I think need like that
is the wildest aspect
of my own heart.

A Wet Dream

by Kathryn Black

Kathryn Black grew up in Provincetown,Massachusetts and has studied poetry there and since.She has been involved in chapbooks (Three Rivers amongthem) and has been published in about 20 e-zines.Lately she's been focusing upon the novel, but stillwrites poetry on a regular basis. This is her second poem in Enthalpy.


I swing between two strong birch trees.
The leaves turn the color of hay,
and the sky is lit smokey quartz moving
to show the spectrum but in dimness.
How do I explain my fear of floods
and spiders? Already one eight-legged
beast is crawling down the rope, nothing
sleek about it but bulbous, chittering.

I have gone too high in my search for blue;
if I drop now, I’ll be dashed to the rocks.
The valley created by my feet is too deep.
Now the rain starts, falling in clumps
around and on me. The spider jumps into
my lap and I fly into the water soaked
puddle. I feel a stinging bite and jump
clear, waking on the wet floor with a glass.

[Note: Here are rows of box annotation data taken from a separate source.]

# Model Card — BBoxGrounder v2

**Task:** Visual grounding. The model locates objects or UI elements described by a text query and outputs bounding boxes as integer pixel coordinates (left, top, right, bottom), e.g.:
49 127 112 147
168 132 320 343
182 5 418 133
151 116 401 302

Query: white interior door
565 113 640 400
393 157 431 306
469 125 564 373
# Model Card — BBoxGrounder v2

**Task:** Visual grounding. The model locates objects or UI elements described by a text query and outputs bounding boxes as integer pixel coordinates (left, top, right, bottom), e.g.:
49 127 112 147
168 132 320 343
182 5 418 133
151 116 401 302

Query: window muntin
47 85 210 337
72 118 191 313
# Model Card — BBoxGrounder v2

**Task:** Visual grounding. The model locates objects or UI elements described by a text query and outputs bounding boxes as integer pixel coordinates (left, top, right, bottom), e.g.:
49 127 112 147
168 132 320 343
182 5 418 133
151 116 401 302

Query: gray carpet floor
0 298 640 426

Friday, September 14, 2007


Changeling at Brunch

by Don Schaeffer

Our fellow citizens
come after church on Sunday
for bacon, eggs and cushions,
all serious their faces
lined with the seriousness of
what they want; and the shining
instruments of their escape
wait for them on the edge
of the concrete ribbon.

They sit in rows
around the brunch buffet.

The server is like
a butterfly recently risen
from a chrysalis, face still
smooth and moist. But inside
metamorphizes a banker
and a merchant, a local ma and pa.
Her face contains the balding
bureaucrat, the inside sales consultant
putting in long days.

That stupid urge to be a famous recluse (content)

by Andrew (Sampo81)

Andrew lives in Taree, Australia. Studying for a BA degree. He recently developed an addiction to poetry. Major influences include Carlsberg and Marlboro.




Fuck the momentum of No
from his head-pendulum.
He could implode like his idols --

Drag that thick, green
blanket; lie laughing-up
his leftovers - extend
a marble finger toward
those anyone-after.

(Perhaps a sect to saint him
with a halo-epitaph --

Tethered to this round kennel,
he bayed the failure of fake daylight
until night fell gutted.)

But no forests are spun
to bind him; no leaves veined
with his mind choreography.

...Just the odour of ash
...stagnant in rum cans.
A phones tongue cut-out.
...Dylan's silver mouth
...drawling in the speaker.
And a family of frowns
under mortician-sheet clouds.

Town
to town.
(Nicotine-oiled window
to nicotine-oiled window -
Sun is the crude intruder.)
Traffic passes in distant grunts.
He writes his name
to see himself;
to throw himself away again.

Sunday, September 2, 2007


To a Woman of Baptisms

by Dan Flore


Dan is 29 years old. He does poetry workshops for people with serious mental illness, lives In Pennsylvania. This is the third poem by Dan to appear in "Enthalpy."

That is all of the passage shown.